Demystifying Critical Thinking Skills
Critical thinking skills are an important aspect of nursing. The concept can be a nightmare for some nursing students who struggle to understand. It’s a popular topic for many a nursing thesis or publication which many times only serves to further confuse the students.
It’s not really that complex of a concept if one takes the time to break it down and analyze it. Here are a few descriptions which may help you to understand critical thinking skills:
• Critical thinking is a set of skills which are used to process information, generate beliefs and then to make decisions.
• Critical thinking is a mental process using reasoning and analysis to shape behavior and to make sound judgments and choices.
• Using critical thinking skills, one can take control of the thinking process and situation to make the best choices.
• Answering any open ended question requires critical thinking skills to analyze information and formulate a response.

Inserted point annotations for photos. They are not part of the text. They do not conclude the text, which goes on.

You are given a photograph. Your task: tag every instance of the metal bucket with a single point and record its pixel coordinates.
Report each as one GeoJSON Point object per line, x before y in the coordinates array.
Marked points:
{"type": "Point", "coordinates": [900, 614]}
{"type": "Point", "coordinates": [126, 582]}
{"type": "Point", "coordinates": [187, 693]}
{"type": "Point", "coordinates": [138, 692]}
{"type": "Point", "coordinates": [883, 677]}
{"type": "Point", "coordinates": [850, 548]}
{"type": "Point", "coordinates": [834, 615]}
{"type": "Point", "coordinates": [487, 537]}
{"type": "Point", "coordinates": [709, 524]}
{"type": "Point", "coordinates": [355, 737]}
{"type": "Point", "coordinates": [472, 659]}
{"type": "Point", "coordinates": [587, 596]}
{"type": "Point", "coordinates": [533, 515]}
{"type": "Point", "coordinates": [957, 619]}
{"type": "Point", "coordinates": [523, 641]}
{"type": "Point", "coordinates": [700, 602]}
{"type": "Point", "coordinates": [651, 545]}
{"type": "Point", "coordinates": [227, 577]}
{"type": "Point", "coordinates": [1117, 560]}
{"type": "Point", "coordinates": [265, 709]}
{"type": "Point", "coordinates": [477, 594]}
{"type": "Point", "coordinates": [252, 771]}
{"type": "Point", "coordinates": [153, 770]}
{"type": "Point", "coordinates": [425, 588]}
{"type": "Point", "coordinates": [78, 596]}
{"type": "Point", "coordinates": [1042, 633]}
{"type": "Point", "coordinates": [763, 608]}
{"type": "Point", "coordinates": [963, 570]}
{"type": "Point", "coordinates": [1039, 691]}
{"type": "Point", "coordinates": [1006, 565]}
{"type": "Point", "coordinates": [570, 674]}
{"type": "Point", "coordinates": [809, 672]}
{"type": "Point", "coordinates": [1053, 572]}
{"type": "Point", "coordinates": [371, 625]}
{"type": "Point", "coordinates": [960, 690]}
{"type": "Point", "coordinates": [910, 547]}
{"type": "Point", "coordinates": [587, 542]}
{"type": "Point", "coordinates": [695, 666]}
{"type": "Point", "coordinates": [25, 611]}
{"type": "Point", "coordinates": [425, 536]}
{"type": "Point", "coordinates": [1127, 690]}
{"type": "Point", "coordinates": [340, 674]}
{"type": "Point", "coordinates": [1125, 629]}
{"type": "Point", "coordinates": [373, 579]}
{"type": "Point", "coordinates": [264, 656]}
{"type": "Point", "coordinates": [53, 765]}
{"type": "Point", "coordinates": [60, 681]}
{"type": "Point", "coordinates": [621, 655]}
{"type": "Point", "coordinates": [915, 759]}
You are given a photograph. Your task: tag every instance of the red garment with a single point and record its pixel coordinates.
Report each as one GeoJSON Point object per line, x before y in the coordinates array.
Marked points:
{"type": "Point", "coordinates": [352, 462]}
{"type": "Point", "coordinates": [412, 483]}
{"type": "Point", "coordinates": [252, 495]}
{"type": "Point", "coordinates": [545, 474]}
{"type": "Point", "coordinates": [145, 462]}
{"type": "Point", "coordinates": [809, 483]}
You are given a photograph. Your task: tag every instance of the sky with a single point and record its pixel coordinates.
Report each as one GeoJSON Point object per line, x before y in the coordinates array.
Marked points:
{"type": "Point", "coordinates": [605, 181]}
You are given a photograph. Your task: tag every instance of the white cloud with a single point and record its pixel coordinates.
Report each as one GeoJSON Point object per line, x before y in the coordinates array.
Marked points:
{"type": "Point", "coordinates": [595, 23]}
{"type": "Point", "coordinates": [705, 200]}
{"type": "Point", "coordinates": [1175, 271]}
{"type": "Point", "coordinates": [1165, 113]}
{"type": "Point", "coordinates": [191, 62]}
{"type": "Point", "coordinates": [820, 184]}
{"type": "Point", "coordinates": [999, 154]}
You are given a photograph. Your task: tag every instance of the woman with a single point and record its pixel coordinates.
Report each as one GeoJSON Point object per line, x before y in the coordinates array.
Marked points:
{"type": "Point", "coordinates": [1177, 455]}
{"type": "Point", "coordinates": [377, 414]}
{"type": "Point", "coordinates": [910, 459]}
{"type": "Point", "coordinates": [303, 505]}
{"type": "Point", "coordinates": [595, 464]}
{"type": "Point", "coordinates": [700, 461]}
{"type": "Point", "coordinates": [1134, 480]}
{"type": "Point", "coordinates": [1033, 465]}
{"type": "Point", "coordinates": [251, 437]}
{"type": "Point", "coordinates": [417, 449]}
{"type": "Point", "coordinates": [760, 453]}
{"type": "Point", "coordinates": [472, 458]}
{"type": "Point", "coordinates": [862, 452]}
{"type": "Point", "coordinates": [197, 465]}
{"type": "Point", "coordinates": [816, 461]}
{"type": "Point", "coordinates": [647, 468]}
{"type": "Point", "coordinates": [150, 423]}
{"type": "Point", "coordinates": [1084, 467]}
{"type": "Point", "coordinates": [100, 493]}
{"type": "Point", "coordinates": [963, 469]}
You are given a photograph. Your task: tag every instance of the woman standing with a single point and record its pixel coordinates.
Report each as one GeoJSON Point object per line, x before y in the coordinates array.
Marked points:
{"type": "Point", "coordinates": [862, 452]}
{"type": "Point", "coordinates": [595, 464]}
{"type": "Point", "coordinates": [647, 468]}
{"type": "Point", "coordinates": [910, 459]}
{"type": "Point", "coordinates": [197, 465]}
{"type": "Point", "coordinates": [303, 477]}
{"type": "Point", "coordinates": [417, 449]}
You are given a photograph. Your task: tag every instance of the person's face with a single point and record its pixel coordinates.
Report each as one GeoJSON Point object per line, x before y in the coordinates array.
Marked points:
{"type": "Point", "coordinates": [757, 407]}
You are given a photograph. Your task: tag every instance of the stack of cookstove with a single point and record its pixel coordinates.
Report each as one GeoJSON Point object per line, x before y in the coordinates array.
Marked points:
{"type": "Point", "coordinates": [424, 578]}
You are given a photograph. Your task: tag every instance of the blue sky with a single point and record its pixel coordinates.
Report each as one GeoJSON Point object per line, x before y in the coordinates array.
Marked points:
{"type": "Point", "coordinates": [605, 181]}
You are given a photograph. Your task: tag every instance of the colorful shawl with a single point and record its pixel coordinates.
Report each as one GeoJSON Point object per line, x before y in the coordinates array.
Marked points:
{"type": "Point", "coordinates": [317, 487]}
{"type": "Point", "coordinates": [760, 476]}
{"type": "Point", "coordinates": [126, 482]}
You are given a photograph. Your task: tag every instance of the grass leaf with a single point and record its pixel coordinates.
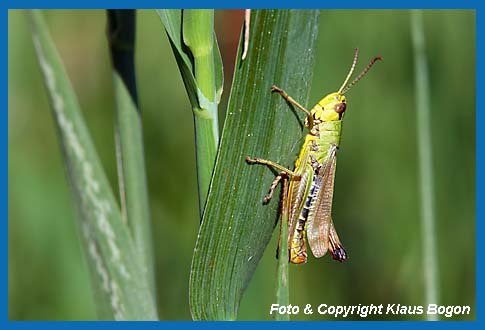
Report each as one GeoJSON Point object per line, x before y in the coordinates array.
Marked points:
{"type": "Point", "coordinates": [191, 34]}
{"type": "Point", "coordinates": [426, 173]}
{"type": "Point", "coordinates": [129, 138]}
{"type": "Point", "coordinates": [236, 227]}
{"type": "Point", "coordinates": [121, 291]}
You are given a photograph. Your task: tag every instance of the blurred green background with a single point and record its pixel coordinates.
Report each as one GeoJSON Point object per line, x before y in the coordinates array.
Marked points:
{"type": "Point", "coordinates": [376, 202]}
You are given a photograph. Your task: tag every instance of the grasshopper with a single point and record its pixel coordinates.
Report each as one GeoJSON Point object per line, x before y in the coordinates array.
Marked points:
{"type": "Point", "coordinates": [310, 192]}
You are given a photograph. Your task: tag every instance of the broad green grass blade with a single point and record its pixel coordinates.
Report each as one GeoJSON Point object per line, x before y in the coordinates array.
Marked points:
{"type": "Point", "coordinates": [121, 290]}
{"type": "Point", "coordinates": [191, 34]}
{"type": "Point", "coordinates": [236, 227]}
{"type": "Point", "coordinates": [129, 138]}
{"type": "Point", "coordinates": [426, 173]}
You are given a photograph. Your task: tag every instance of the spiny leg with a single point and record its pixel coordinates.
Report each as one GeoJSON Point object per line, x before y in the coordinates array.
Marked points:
{"type": "Point", "coordinates": [298, 105]}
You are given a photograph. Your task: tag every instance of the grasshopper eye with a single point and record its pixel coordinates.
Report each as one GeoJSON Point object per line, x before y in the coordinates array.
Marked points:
{"type": "Point", "coordinates": [340, 108]}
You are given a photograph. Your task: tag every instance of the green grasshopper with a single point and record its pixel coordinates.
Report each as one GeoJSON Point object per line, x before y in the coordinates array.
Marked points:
{"type": "Point", "coordinates": [310, 191]}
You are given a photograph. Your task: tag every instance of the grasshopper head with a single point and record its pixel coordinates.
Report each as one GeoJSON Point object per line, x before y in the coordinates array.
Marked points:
{"type": "Point", "coordinates": [330, 108]}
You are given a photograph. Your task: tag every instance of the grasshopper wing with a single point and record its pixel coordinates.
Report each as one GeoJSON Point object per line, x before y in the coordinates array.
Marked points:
{"type": "Point", "coordinates": [320, 226]}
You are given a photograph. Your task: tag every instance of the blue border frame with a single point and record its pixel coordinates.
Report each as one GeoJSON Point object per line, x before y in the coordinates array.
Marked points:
{"type": "Point", "coordinates": [464, 4]}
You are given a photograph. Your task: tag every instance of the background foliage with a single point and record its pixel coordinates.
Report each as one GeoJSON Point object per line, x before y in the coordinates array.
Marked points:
{"type": "Point", "coordinates": [376, 193]}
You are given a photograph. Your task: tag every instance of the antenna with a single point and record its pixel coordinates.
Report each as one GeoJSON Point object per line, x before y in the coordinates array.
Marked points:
{"type": "Point", "coordinates": [363, 73]}
{"type": "Point", "coordinates": [351, 70]}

Nurses use critical thinking skills everyday to assess, plan for, and provide quality patient care. Critical thinking is an essential element of the nursing process as nurses assess patients and make nursing diagnoses, make decisions and set goals, and then implement a plan of care. Critical thinking is also required in the evaluation part of the nursing process to review data and information to determine if the plan is working or requires modification.
When a crisis occurs or an event that interrupts the normal routine which happens frequently, nurses have to utilize critical thinking skills quickly to assess the situation, weigh the choices and potential outcomes and come up with the best possible plan.

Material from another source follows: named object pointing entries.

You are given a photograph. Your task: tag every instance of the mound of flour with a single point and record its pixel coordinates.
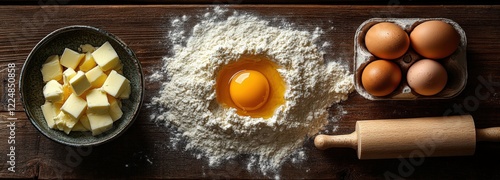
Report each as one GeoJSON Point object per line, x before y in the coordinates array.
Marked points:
{"type": "Point", "coordinates": [218, 133]}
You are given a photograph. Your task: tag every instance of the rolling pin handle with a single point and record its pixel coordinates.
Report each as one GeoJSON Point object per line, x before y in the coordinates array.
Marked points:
{"type": "Point", "coordinates": [488, 134]}
{"type": "Point", "coordinates": [323, 142]}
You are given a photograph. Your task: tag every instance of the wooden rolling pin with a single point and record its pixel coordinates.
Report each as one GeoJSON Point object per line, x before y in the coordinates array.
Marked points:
{"type": "Point", "coordinates": [414, 137]}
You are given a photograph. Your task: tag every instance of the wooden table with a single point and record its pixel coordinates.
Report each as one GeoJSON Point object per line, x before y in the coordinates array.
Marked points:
{"type": "Point", "coordinates": [142, 152]}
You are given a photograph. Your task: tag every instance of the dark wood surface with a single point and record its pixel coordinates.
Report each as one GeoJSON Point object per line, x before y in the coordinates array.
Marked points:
{"type": "Point", "coordinates": [143, 151]}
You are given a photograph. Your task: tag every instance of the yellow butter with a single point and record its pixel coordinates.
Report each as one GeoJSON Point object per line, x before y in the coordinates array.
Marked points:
{"type": "Point", "coordinates": [115, 84]}
{"type": "Point", "coordinates": [99, 123]}
{"type": "Point", "coordinates": [51, 69]}
{"type": "Point", "coordinates": [53, 91]}
{"type": "Point", "coordinates": [68, 74]}
{"type": "Point", "coordinates": [88, 63]}
{"type": "Point", "coordinates": [79, 83]}
{"type": "Point", "coordinates": [50, 111]}
{"type": "Point", "coordinates": [65, 122]}
{"type": "Point", "coordinates": [71, 59]}
{"type": "Point", "coordinates": [74, 106]}
{"type": "Point", "coordinates": [85, 122]}
{"type": "Point", "coordinates": [97, 101]}
{"type": "Point", "coordinates": [106, 57]}
{"type": "Point", "coordinates": [96, 77]}
{"type": "Point", "coordinates": [115, 110]}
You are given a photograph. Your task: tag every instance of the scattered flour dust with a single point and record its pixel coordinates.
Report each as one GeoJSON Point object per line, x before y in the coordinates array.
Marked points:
{"type": "Point", "coordinates": [188, 96]}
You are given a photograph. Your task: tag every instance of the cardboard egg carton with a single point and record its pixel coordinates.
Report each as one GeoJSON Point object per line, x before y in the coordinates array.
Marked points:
{"type": "Point", "coordinates": [455, 64]}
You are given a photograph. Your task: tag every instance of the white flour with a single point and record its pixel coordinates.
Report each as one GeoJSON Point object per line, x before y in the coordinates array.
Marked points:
{"type": "Point", "coordinates": [188, 97]}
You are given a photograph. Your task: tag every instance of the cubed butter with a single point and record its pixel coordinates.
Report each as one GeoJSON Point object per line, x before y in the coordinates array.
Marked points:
{"type": "Point", "coordinates": [65, 122]}
{"type": "Point", "coordinates": [115, 84]}
{"type": "Point", "coordinates": [50, 111]}
{"type": "Point", "coordinates": [71, 59]}
{"type": "Point", "coordinates": [79, 83]}
{"type": "Point", "coordinates": [106, 57]}
{"type": "Point", "coordinates": [114, 109]}
{"type": "Point", "coordinates": [88, 62]}
{"type": "Point", "coordinates": [85, 122]}
{"type": "Point", "coordinates": [74, 106]}
{"type": "Point", "coordinates": [67, 91]}
{"type": "Point", "coordinates": [99, 123]}
{"type": "Point", "coordinates": [96, 77]}
{"type": "Point", "coordinates": [51, 69]}
{"type": "Point", "coordinates": [53, 91]}
{"type": "Point", "coordinates": [118, 69]}
{"type": "Point", "coordinates": [97, 101]}
{"type": "Point", "coordinates": [68, 74]}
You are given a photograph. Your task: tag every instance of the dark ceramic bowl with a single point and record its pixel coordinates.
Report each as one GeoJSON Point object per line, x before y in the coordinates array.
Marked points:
{"type": "Point", "coordinates": [31, 83]}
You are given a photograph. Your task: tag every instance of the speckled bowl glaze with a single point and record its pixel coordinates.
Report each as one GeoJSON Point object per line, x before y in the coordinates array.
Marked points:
{"type": "Point", "coordinates": [31, 83]}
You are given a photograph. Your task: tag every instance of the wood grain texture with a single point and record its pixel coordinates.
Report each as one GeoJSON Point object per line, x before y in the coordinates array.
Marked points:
{"type": "Point", "coordinates": [144, 151]}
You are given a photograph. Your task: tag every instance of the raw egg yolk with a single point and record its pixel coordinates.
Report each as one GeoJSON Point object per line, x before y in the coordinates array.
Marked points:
{"type": "Point", "coordinates": [252, 85]}
{"type": "Point", "coordinates": [249, 89]}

Consider the scenario of an unexpected code or a patient fall. From start to finish, what information would you have to analyze, what decisions would you have to make, who would you have to delegate to or bark orders at, and what drives those decisions? All of this requires critical thinking skills.
Registered nurses begin learning and using the nursing process in their first nursing classes and they learn to build on the process throughout their education. Critical thinking skills become a habit as they use them to guide behavior and make decisions based on information and experience.
The LP/VN education is more intent upon learning bedside nursing skills. Although they learn to assess patients, they are not taught to analyze or make decisions about patient care and so the critical thinking skills are less refined.